Pour découvrir ou (re)découvrir les œuvres de l’artiste inuite canadienne Annie Pootoogook
Les crayons de couleur d’Annie Pootoogook ont permis d’illustrer la vie dans le Nord canadien avec sensibilité, en plus de brosser un portrait du quotidien empreint d’une vérité déconcertante. Rétrospective de l’oeuvre importante de cette artiste inuite, décédée de façon tragique l’an dernier dans la capitale du Canada, Ottawa.
En septembre 2016, le fait divers faisait la manchette : le corps d’une femme avait été retrouvé dans la rivière Rideau. Il s’agissait de l’artiste Annie Pootoogook.
Originaire de Cape Dorset au Nunavut, elle était d’abord venue à Ottawa à titre d’interprète pour accompagner une personne malade. Annie Pootoogook a vécu les huit dernières années de sa vie dans la capitale.
L’agente d’éducation au Musée des beaux-arts du Canada, Béatrice Djahanbin se désole de la disparition hâtive de cette artiste prometteuse à l’âge de 47 ans.
Une famille reconnue dans l’art inuit
Annie Pootoogook grandit sur l’île de Baffin au sein d’une famille d’artistes de renom. Son père pratique la sculpture. Sa mère et sa grand-mère, elles, sont deux figures emblématiques de l’art graphique inuit.
À 28 ans, Annie Pootoogook choisit de marcher dans les traces de son aïeule. Elle fréquente d’abord la coopérative d’artistes de Cape Dorset. Au départ, ses dessins respectent un style plus traditionnel, très prisé au Sud.
La vie quotidienne comme source d’inspiration
L’artiste avant-gardiste se dissocie ensuite de cette mouvance. Elle utilise plutôt ses crayons pour représenter la vie telle qu’elle la connaît. Dans ses dessins se côtoient les réalités autochtones du Nord, alors que les traditions culturelles inuites évoluent aux côtés d’éléments plus modernes.
« Annie Pootoogook est vraiment l’artiste inuite qui a commencé à représenter non pas les thèmes traditionnels auxquels on s’attendait, mais la vie contemporaine […], explique Béatrice Djahanbin. Souvent, il y a des aspects personnels. Ça peut être aussi joyeux et d’autres fois plus sombre. »
En 2006, Annie Pootoogook remporte le prix Sobey pour les arts, une prestigieuse récompense dans le domaine des arts visuels au Canada, assortie d’une bourse de 50 000 $.
L’héritage de Pootoogook à Ottawa
Le public d’Ottawa peut se mesurer à l’une de ses oeuvres imposantes au Musée des beaux-arts du Canada.
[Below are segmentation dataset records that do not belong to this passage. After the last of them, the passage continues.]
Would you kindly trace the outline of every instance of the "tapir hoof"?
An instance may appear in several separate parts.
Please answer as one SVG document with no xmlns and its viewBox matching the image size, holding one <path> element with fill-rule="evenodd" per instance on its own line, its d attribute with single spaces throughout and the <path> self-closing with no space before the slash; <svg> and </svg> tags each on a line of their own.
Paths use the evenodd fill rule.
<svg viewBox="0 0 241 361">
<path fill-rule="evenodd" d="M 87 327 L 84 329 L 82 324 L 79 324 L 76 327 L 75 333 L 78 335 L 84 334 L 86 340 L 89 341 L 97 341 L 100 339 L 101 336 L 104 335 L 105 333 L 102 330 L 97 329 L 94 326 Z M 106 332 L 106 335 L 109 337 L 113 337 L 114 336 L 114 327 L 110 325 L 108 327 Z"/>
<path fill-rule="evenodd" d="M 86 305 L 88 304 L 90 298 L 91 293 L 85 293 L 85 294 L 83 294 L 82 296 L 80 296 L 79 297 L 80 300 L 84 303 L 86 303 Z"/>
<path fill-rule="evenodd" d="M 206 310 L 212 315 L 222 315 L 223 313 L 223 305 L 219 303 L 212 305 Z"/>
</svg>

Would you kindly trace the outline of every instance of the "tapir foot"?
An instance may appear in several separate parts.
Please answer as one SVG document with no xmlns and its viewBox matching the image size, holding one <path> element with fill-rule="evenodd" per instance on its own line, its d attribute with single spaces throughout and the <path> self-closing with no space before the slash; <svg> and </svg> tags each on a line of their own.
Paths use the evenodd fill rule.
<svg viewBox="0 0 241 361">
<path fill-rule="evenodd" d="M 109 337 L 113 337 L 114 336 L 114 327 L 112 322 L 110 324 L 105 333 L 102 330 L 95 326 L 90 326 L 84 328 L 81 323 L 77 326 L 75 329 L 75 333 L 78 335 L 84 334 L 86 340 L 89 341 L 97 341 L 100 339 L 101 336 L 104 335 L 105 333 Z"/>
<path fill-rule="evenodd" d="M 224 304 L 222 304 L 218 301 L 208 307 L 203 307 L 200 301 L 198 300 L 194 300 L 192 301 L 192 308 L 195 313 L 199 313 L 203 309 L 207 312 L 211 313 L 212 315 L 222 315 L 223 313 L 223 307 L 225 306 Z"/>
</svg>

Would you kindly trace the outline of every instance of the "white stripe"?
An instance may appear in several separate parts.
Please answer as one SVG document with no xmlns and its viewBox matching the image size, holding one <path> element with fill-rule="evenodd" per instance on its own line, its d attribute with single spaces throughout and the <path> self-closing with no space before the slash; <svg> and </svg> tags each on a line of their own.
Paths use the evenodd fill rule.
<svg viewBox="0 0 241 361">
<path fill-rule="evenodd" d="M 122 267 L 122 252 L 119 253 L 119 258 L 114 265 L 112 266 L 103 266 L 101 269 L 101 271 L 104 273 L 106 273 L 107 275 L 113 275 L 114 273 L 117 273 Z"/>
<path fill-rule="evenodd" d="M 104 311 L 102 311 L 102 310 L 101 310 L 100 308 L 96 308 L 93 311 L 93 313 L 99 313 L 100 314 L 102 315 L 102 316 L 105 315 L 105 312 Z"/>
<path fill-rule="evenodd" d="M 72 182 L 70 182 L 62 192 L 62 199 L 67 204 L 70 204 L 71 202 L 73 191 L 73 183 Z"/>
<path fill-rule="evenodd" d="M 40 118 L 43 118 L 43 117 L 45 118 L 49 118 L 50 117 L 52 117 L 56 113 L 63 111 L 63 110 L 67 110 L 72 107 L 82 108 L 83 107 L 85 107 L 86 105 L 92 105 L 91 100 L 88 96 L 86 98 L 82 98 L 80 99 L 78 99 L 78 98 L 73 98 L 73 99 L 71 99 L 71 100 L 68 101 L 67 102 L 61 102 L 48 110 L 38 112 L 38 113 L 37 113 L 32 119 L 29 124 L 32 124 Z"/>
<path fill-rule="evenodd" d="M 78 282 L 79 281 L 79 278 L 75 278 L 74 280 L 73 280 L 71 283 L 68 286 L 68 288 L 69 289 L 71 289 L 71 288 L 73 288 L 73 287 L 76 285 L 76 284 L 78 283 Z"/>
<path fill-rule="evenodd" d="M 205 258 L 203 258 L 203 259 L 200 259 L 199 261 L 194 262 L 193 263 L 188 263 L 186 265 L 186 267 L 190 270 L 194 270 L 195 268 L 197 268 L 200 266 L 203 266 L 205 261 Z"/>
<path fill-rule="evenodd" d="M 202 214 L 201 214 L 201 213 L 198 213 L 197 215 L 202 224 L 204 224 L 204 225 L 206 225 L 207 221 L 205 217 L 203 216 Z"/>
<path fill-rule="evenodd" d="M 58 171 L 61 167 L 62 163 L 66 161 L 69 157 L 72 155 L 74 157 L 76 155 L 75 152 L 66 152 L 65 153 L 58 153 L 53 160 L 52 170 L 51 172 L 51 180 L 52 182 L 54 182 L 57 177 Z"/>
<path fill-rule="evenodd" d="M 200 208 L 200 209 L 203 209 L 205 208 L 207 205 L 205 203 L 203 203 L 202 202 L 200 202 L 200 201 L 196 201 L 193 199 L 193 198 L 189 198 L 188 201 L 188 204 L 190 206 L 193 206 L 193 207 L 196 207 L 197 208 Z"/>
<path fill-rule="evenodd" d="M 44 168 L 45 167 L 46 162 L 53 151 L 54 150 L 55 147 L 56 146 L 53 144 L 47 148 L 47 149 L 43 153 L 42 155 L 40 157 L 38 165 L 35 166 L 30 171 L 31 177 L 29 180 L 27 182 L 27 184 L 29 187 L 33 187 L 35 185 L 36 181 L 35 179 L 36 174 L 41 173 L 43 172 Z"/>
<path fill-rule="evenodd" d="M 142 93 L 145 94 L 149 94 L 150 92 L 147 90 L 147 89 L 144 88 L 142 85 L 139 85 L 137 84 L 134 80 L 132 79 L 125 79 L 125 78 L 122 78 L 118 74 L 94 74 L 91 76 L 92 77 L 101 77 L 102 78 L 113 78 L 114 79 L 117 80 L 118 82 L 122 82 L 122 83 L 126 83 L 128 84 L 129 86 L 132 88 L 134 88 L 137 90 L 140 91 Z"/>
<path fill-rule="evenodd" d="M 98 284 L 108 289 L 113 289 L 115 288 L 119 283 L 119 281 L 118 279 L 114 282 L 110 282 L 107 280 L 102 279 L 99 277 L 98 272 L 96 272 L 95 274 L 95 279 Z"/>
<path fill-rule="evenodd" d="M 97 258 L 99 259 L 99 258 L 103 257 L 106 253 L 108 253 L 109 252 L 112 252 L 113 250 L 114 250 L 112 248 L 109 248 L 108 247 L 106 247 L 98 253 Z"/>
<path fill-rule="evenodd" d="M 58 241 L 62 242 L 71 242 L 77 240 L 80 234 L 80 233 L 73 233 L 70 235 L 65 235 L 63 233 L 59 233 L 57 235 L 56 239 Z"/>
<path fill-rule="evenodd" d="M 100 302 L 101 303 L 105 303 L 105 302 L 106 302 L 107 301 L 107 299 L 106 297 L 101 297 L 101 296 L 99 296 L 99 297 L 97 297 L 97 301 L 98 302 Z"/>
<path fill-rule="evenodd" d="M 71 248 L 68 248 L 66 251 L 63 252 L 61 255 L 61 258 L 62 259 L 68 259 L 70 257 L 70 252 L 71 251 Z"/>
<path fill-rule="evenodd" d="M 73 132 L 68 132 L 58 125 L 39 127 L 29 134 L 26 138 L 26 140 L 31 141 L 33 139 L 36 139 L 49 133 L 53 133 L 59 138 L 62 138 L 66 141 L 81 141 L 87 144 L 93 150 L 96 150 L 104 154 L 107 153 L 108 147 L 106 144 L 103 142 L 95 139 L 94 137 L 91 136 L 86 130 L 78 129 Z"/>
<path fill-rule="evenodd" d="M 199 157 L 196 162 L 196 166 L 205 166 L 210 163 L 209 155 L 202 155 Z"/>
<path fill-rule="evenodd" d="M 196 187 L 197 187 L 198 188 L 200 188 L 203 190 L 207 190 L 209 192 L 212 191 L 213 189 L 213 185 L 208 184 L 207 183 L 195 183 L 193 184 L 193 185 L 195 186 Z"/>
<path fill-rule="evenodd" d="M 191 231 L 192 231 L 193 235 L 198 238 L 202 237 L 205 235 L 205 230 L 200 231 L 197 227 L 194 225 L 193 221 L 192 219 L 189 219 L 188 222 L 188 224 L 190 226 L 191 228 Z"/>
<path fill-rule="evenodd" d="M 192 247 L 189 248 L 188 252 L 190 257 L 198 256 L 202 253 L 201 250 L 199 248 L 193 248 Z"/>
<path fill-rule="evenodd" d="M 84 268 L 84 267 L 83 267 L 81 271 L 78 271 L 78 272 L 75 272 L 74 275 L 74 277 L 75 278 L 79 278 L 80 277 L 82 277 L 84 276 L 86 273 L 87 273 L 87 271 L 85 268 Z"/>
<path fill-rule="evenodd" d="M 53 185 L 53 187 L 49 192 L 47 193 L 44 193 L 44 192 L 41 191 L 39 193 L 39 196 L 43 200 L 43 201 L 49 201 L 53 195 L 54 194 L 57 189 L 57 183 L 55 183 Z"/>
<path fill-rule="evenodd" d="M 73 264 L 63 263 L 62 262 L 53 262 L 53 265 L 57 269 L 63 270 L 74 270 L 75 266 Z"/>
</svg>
D’une dimension d’un mètre par deux mètres, Congélateur de Cape Dorset trône dans la salle d’art canadien et autochtone.
Pour Béatrice Djahanbin, ce dessin révèle la part d’humour ironique dans l’oeuvre de Pootoogook.
«On est dans le Nord, mais les gens vont acheter de la nourriture congelée.» – Béatrice Djahanbin, agente d’éducation au Musée des beaux-arts du Canada
Le dessin montre bien la pauvreté de l’offre alimentaire dans le Nord, en plus de dépeindre les contrastes vestimentaires entre tradition et modernité. Une femme porte un bébé sur son dos; un homme est coiffé d’une casquette de baseball.
Congélateur de Cape Dorset est exposé au Musée des beaux-arts du Canada jusqu’au 4 décembre.
Dans la région de Toronto, la Collection d’art canadien McMichael présente jusqu’en février une première rétrospective consacrée aux oeuvres de Pootoogook depuis sa mort.